Al final, los padres de Fumiko habían aceptado hacerse cargo del bebé y, de forma quizá sorprendente, la chica había seguido viendo al veterinario durante tres años más. Pero en enero de 1973 se separaron en los peores términos, ella le puso una demanda solicitando una parte de su considerable fortuna y ganó el juicio, tras el que se fue a vivir con sus padres. En la actualidad tenía treinta y nueve años, no se había casado y seguía viviendo allí.

Cuando regresaba a su casa una tarde, alguien agarró al Doctor, lo metió en un coche por la fuerza y lo llevó a dar un paseo.

—¿Abandonó Fumiko Itoya a un hijo suyo dentro de una taquilla de monedas en julio de 1972? —le preguntó Manitas a bocajarro.

—¿Quién demonios sois? —quiso saber el Doctor—. ¿La yakuza? No me vais a asustar. Supongo que ya lo habréis averiguado, pero no tengo más familia que un padre viejo y enfermo, me haríais un favor si os lo cargarais.

—No tenemos el menor interés en hacerle daño ni a usted ni a nadie. Sólo queremos que nos diga la verdad —repuso Manitas.

—¿De qué banda sois? Os diré que soy médico de plantilla del Kennel Club y conozco a todo el mundo, a todos los peces gordos, así que mucho cuidado conmigo, os lo advierto… Os propongo un trato: prometo no decir nada a nadie si me dejáis irme ahora mismo. Y, para que lo sepáis, ya he memorizado el número de la matrícula.
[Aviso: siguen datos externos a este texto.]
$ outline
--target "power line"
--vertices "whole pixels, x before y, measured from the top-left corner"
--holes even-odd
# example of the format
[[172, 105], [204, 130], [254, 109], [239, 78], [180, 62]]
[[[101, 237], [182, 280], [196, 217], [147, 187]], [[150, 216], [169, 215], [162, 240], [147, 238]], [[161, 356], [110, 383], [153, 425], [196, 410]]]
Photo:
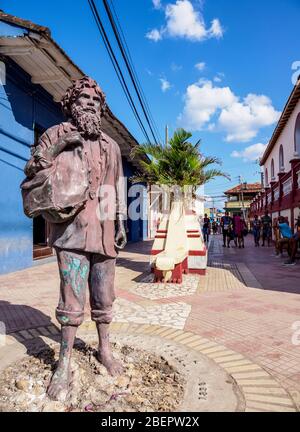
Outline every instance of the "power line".
[[[133, 70], [132, 70], [132, 66], [131, 66], [131, 64], [130, 64], [130, 60], [128, 59], [128, 56], [127, 56], [126, 50], [125, 50], [124, 47], [123, 47], [123, 43], [122, 43], [122, 40], [121, 40], [121, 37], [120, 37], [119, 31], [118, 31], [118, 28], [117, 28], [117, 26], [116, 26], [116, 23], [115, 23], [114, 17], [113, 17], [113, 15], [112, 15], [111, 10], [110, 10], [110, 6], [109, 6], [107, 0], [102, 0], [102, 1], [103, 1], [103, 4], [104, 4], [104, 8], [105, 8], [105, 10], [106, 10], [106, 13], [107, 13], [107, 15], [108, 15], [108, 18], [109, 18], [109, 22], [110, 22], [110, 24], [111, 24], [111, 26], [112, 26], [112, 29], [113, 29], [113, 32], [114, 32], [115, 38], [116, 38], [116, 40], [117, 40], [118, 47], [119, 47], [119, 49], [120, 49], [120, 51], [121, 51], [121, 54], [122, 54], [123, 60], [124, 60], [124, 62], [125, 62], [126, 68], [127, 68], [127, 71], [128, 71], [128, 73], [129, 73], [130, 79], [131, 79], [131, 81], [132, 81], [133, 87], [134, 87], [134, 89], [135, 89], [135, 92], [136, 92], [136, 94], [137, 94], [138, 100], [139, 100], [140, 105], [141, 105], [141, 107], [142, 107], [142, 111], [143, 111], [143, 113], [144, 113], [144, 116], [145, 116], [146, 122], [148, 123], [148, 126], [149, 126], [149, 128], [150, 128], [150, 131], [151, 131], [151, 134], [152, 134], [152, 137], [153, 137], [155, 143], [158, 144], [158, 141], [157, 141], [156, 136], [155, 136], [155, 134], [154, 134], [154, 130], [153, 130], [152, 125], [151, 125], [151, 121], [150, 121], [149, 116], [148, 116], [148, 114], [147, 114], [147, 109], [145, 108], [145, 105], [144, 105], [144, 102], [143, 102], [142, 96], [141, 96], [141, 94], [140, 94], [140, 91], [139, 91], [139, 88], [138, 88], [138, 84], [137, 84], [137, 82], [136, 82], [136, 79], [135, 79], [135, 76], [134, 76], [134, 72], [133, 72]], [[94, 0], [92, 0], [92, 2], [93, 2], [93, 4], [95, 4], [95, 3], [94, 3]]]
[[143, 102], [144, 102], [145, 107], [146, 107], [146, 109], [147, 109], [148, 116], [150, 117], [150, 120], [151, 120], [151, 122], [152, 122], [153, 128], [154, 128], [154, 130], [155, 130], [155, 133], [157, 134], [159, 140], [162, 142], [162, 138], [161, 138], [161, 135], [160, 135], [159, 129], [157, 128], [157, 125], [156, 125], [156, 123], [155, 123], [155, 121], [154, 121], [154, 118], [153, 118], [153, 116], [152, 116], [151, 110], [150, 110], [150, 108], [149, 108], [149, 104], [148, 104], [147, 98], [146, 98], [145, 93], [144, 93], [144, 91], [143, 91], [143, 88], [142, 88], [142, 86], [141, 86], [141, 83], [140, 83], [139, 77], [138, 77], [138, 75], [137, 75], [136, 69], [135, 69], [135, 67], [134, 67], [134, 63], [133, 63], [133, 60], [132, 60], [132, 57], [131, 57], [131, 54], [130, 54], [130, 50], [129, 50], [128, 44], [127, 44], [127, 42], [126, 42], [126, 38], [125, 38], [124, 32], [123, 32], [123, 30], [122, 30], [122, 26], [121, 26], [120, 20], [119, 20], [119, 18], [118, 18], [118, 14], [117, 14], [116, 8], [115, 8], [115, 6], [114, 6], [114, 2], [113, 2], [113, 0], [110, 0], [110, 4], [111, 4], [111, 7], [112, 7], [113, 15], [115, 15], [115, 18], [116, 18], [116, 27], [117, 27], [117, 29], [119, 28], [119, 36], [120, 36], [120, 39], [122, 40], [122, 42], [123, 42], [123, 44], [124, 44], [124, 46], [125, 46], [124, 49], [125, 49], [125, 52], [127, 53], [128, 61], [129, 61], [130, 65], [131, 65], [131, 68], [132, 68], [132, 71], [133, 71], [134, 77], [135, 77], [136, 82], [137, 82], [138, 89], [139, 89], [139, 91], [140, 91], [140, 93], [141, 93], [141, 96], [142, 96]]
[[97, 10], [97, 8], [95, 6], [95, 3], [94, 3], [93, 0], [88, 0], [88, 3], [89, 3], [89, 6], [91, 8], [91, 11], [92, 11], [93, 17], [95, 19], [96, 25], [98, 27], [99, 33], [101, 35], [101, 38], [103, 40], [104, 46], [105, 46], [105, 48], [106, 48], [106, 50], [108, 52], [109, 58], [110, 58], [110, 60], [112, 62], [113, 68], [114, 68], [114, 70], [115, 70], [115, 72], [117, 74], [117, 77], [119, 79], [121, 87], [122, 87], [122, 89], [123, 89], [123, 91], [125, 93], [126, 99], [127, 99], [128, 103], [130, 105], [130, 108], [133, 111], [133, 114], [134, 114], [134, 116], [135, 116], [135, 118], [136, 118], [136, 120], [137, 120], [137, 122], [138, 122], [138, 124], [139, 124], [139, 126], [140, 126], [140, 128], [141, 128], [141, 130], [142, 130], [142, 132], [143, 132], [143, 134], [145, 136], [145, 138], [146, 138], [146, 141], [150, 142], [150, 138], [149, 138], [148, 133], [147, 133], [147, 131], [146, 131], [144, 125], [143, 125], [143, 122], [142, 122], [142, 120], [140, 118], [140, 115], [139, 115], [139, 113], [138, 113], [138, 111], [136, 109], [136, 106], [134, 104], [134, 101], [132, 99], [132, 96], [130, 94], [128, 86], [126, 84], [126, 81], [125, 81], [125, 78], [124, 78], [123, 73], [121, 71], [121, 68], [119, 66], [118, 60], [116, 59], [116, 56], [115, 56], [115, 54], [113, 52], [113, 49], [112, 49], [111, 44], [109, 42], [109, 39], [107, 37], [106, 31], [105, 31], [104, 26], [102, 24], [102, 21], [101, 21], [101, 18], [99, 16], [98, 10]]

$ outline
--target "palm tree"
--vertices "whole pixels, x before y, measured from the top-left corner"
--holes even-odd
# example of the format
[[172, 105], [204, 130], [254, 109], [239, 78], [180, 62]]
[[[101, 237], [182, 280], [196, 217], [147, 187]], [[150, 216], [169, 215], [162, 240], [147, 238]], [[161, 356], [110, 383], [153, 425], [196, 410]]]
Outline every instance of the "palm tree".
[[[190, 132], [177, 129], [169, 140], [169, 145], [142, 144], [132, 151], [132, 157], [144, 156], [140, 159], [143, 174], [131, 178], [133, 183], [146, 182], [148, 184], [177, 186], [183, 189], [186, 186], [196, 188], [222, 176], [229, 179], [228, 174], [211, 165], [221, 165], [216, 157], [204, 156], [199, 151], [201, 140], [196, 144], [189, 142]], [[148, 158], [145, 158], [148, 156]]]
Mientras el Doctor hablaba sin parar, Manitas siguió las indicaciones de su ayudante hasta llegar a un enorme edificio industrial, la central de producción de una gran cadena de restaurantes. El guardia de la entrada echó un vistazo al matón a sueldo y les dejó pasar. El tipo parecía tener también las llaves y, una vez dentro, llevó al Doctor hasta una enorme máquina en forma de embudo, cuyo funcionamiento procedió a explicarle:

—Esta máquina que ve aquí es la que usan para convertir la comida en picadillo. Por aquí metes lo que sea, una vaca entera o un elefante, no importa… y por el otro lado sale una pila de mierda. Luego lo congelan y al cabo de dos o tres años alguien se come una hamburguesa.

Tras esta explicación, el Doctor tenía muchas cosas que contar.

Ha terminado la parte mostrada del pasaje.